Zoals je kunt zien, zijn eerstelijnsmedicijnenmacroliden. Omdat ze echter alleen de vitale activiteit van de bacterie onderdrukken, waardoor deze in leven blijft (bacteriostatica), wordt het gebruik van fluoroquinolonen aanbevolen als legionellose of andere atypische pneumonie wordt vermoed. Macroliden alleen in hoge doses, en slechts enkele daarvan (Midecamycin en Roxithromycin) kunnen een bacteriedodend effect hebben. Zelfs wanneer een uitgebalanceerd en competent antimicrobieel therapieregime wordt voorgeschreven, heeft de patiënt mechanische beademing en infusietherapie nodig om toxische shock te corrigeren.
Vaak wordt een dergelijke behandeling uitgevoerd op de intensive care, waar de patiënt 3-5 dagen blijft totdat de toestand stabiliseert.
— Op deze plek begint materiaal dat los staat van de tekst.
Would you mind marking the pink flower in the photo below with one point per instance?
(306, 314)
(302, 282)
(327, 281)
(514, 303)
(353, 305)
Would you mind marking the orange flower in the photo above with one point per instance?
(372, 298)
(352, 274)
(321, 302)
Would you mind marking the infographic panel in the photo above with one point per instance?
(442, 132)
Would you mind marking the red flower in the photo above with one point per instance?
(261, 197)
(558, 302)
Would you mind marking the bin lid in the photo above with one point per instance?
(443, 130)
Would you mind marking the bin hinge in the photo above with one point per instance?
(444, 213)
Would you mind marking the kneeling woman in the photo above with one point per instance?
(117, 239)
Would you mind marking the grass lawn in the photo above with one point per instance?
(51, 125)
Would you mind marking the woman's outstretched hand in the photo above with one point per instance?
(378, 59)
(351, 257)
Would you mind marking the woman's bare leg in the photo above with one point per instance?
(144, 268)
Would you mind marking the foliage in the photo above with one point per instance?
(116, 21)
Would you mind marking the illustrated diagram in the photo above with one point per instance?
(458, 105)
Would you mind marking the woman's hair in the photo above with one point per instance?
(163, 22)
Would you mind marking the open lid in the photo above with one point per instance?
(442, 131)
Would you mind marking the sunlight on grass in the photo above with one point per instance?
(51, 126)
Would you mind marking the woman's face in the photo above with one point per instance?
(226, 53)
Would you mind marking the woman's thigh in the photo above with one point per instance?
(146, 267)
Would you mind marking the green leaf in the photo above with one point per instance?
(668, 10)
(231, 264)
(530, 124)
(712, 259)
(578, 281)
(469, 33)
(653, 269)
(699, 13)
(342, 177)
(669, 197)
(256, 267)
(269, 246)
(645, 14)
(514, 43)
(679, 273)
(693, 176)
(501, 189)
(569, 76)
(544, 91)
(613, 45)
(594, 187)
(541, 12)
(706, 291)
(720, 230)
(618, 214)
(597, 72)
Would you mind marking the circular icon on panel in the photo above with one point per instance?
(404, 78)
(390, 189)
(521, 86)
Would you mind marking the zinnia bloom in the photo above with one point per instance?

Vervolgens wordt de behandeling uitgevoerd op de afdeling infectieziekten of in de longgeneeskunde. Bovendien correleert het herstel niet met de resultaten van radiografie: infiltratieve schaduwen blijven ongeveer een maand of langer op de foto's. En de hele behandeling van legionellapneumonie duurt ongeveer 20 dagen of langer. Na ontslag moet de patiënt ook in de apotheek worden geobserveerd, waarbij hij 4 keer per jaar de plaatselijke therapeut bezoekt.